Eating healthy foods protects against depression, new study suggests

People who eat a lot of fruits, vegetables, and whole grains have much lower depression rates, a new study has found. As it turns out, what’s good for your heart is also good for your mind.

The DASH diet is basically common sense: lots of fruits and vegetables; few fatty, processed foods. Image credits: Keith Weller, USDA.

The study analyzed people who have eating habits close to the Dietary Approaches to Stop Hypertension (DASH) diet. The DASH diet was recently ranked as the best diet of the year, even though it’s not really a diet in the strict sense of the word. DASH is more of a dietary pattern promoted by the U.S.-based National Heart, Lung, and Blood Institute to prevent and control hypertension. Think of it as a common-sense lifestyle — it encourages you to reduce the sodium in your diet, as well as foods that are high in saturated fats and sugar, and eat a variety of foods rich in nutrients such as potassium, calcium, and magnesium. More of the good foods, less of the bad ones. The DASH diet is extremely good for your heart, and it’s also a very good, healthy diet for people without any heart problems.

Researchers wanted to see what impact the DASH diet would have on other conditions — in this case, depression.

Depression and heart conditions sometimes go hand in hand.

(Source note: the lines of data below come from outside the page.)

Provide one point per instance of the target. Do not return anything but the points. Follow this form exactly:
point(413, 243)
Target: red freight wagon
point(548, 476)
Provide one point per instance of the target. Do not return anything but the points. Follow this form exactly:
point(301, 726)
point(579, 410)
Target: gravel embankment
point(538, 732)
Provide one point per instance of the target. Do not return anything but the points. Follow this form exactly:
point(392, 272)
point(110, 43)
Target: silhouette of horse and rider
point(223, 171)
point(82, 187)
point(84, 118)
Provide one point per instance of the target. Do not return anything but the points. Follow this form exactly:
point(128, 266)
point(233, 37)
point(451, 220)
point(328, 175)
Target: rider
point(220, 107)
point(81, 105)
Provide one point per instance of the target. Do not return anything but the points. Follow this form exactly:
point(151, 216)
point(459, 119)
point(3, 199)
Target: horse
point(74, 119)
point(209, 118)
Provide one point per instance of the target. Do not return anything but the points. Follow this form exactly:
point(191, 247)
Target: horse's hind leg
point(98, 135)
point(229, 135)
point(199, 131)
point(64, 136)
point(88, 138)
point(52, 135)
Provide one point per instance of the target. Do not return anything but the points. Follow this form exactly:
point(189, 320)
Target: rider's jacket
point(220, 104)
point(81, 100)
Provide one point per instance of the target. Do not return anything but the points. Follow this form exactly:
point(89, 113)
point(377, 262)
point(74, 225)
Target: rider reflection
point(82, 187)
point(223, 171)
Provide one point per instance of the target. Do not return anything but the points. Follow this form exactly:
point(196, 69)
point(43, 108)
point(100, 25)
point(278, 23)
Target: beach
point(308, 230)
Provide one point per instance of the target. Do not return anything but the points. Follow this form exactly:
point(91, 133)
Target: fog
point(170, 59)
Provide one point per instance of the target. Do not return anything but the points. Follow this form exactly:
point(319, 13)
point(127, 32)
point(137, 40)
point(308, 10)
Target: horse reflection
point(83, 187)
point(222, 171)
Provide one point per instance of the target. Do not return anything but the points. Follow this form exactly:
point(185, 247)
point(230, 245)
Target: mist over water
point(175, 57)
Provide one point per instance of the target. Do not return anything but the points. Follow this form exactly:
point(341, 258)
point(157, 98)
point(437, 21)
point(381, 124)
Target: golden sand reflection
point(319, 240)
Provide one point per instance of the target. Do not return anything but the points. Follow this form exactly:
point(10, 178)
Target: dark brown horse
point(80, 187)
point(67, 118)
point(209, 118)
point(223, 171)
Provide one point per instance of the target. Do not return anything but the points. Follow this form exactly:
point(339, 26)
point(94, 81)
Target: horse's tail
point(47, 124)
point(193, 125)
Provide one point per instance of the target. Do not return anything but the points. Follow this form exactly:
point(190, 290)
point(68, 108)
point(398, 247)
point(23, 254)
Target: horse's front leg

“Depression is common in older adults and more frequent in people with memory problems, vascular risk factors such as high blood pressure or high cholesterol, or people who have had a stroke,” said study author Laurel Cherian, MD, of Rush University Medical Center in Chicago and a member of the American Academy of Neurology. “Making a lifestyle change such as changing your diet is often preferred over taking medications, so we wanted to see if diet could be an effective way to reduce the risk of depression.”

Cherian and her colleagues recruited 964 participants with an average age of 81, evaluating them for six and a half years. They filled out questionnaires for symptoms of depression such as being bothered by things that usually didn’t affect them and feeling hopeless about the future. They were also quizzed about what kind of foods they ate, with researchers paying extra attention to how closely they followed the DASH, Mediterranean, or traditional Western Diet — which is high in saturated fats and meats, low in fruits and vegetables.

Scientists found a correlation between how closely people stick to the DASH diet, and how likely they are to develop depression. The odds of becoming depressed over time was 11 percent lower among the top group of DASH adherers versus the lowest group. Meanwhile, on the other hand, people whose eating habits were closer to the Western diet were significantly more likely to be depressed.

The findings have not yet been peer-reviewed, and will be presented at the American Academy of Neurology’s 70th Annual Meeting.